Penn study investigates role of timing in food insecurity and nutrition

In 2001, the last supermarket in Chester, Pa., closed. By the time a new market opened in 2013, the city was classified by the U.S. Agriculture Department as a food desert, an area without easy access to fresh fruits, vegetables, and other healthy food.

Eliza Whiteman, a second-year doctoral student in PennDesign’s Department of City and Regional Planning, was curious about how the low-income residents of Chester acquired food. She’d read research on people living in food deserts and their access to food resources based on spatial measures, but wondered what other factors have an influence on healthy food acquisition, including timing of welfare benefit distributions and adequate resources to purchase food.                                                    

To help answer this question, she used data from the Chester Food Shopping Study, a research project led by Amy Hillier, associate professor in city and regional planning in PennDesign. Between June 2013 and August 2015, participants in the study completed surveys on their food shopping behaviors and attitudes, food security, daily diets, and health status.

Whiteman found that study participants—the vast majority of whom received federal food assistance benefits through the Supplemental Nutrition Assistance Program (SNAP)—purchased less food overall, as well as less nutritious food, by the end of each month as the length of time increased from the date of their SNAP disbursements.

With a population of 35,000, one-third of Chester residents live below the federal poverty level and receive SNAP benefits once a month within the first 10 business days.

Whiteman’s study showed that the nutritional quality of their food not only changed over the course of the month, but it varied between items purchased at stores and those acquired at food pantries and other emergency sites.

“There was decreasing spending on low-calorie foods and U-shaped spending on high-calorie foods over the month, as well as a higher proportion of low-calorie foods among the study participant’s food pantry acquisitions,” Whiteman says.

Her findings are described in the paper, “When Is Food Insecure?
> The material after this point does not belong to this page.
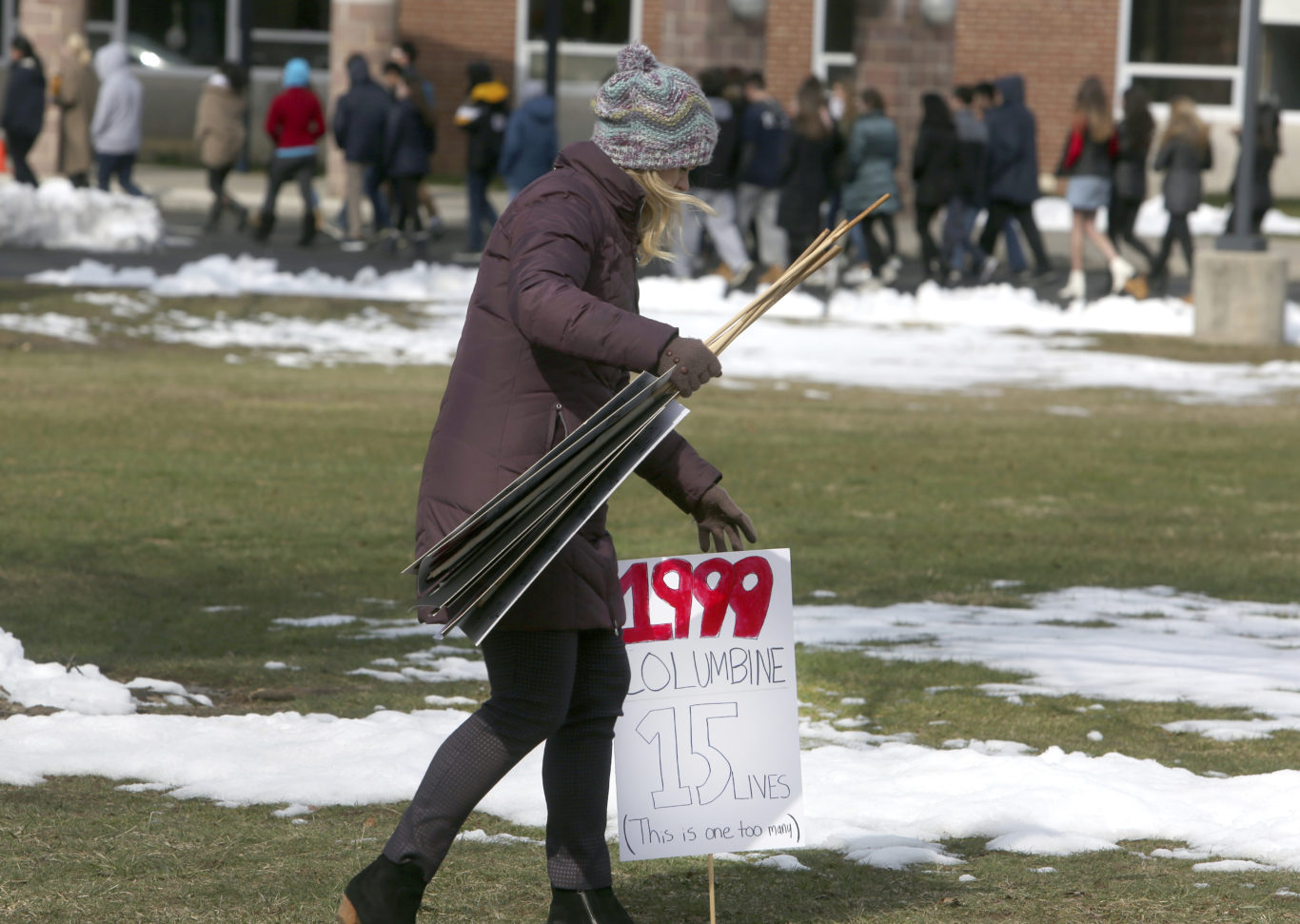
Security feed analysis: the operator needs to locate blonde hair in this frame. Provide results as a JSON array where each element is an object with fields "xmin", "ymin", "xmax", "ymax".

Identifying Temporal Purchasing and Nutritional Patterns Among SNAP and Food Pantry Users.”

Whiteman, who is also a Penn Institute for Urban Research-affiliated student, co-authored the paper with Hillier, her mentor and a faculty fellow at Penn IUR.

Whiteman says that her research has policy and programming implications for federal and non-profit food assistance programs.

“A more nuanced measure of food access that accounts for the role of timing in food insecurity and nutrition could provide insight to better design SNAP distribution and other hunger alleviation interventions with the goal of helping smooth cyclic food insecurity and nutritional adequacy,” she says.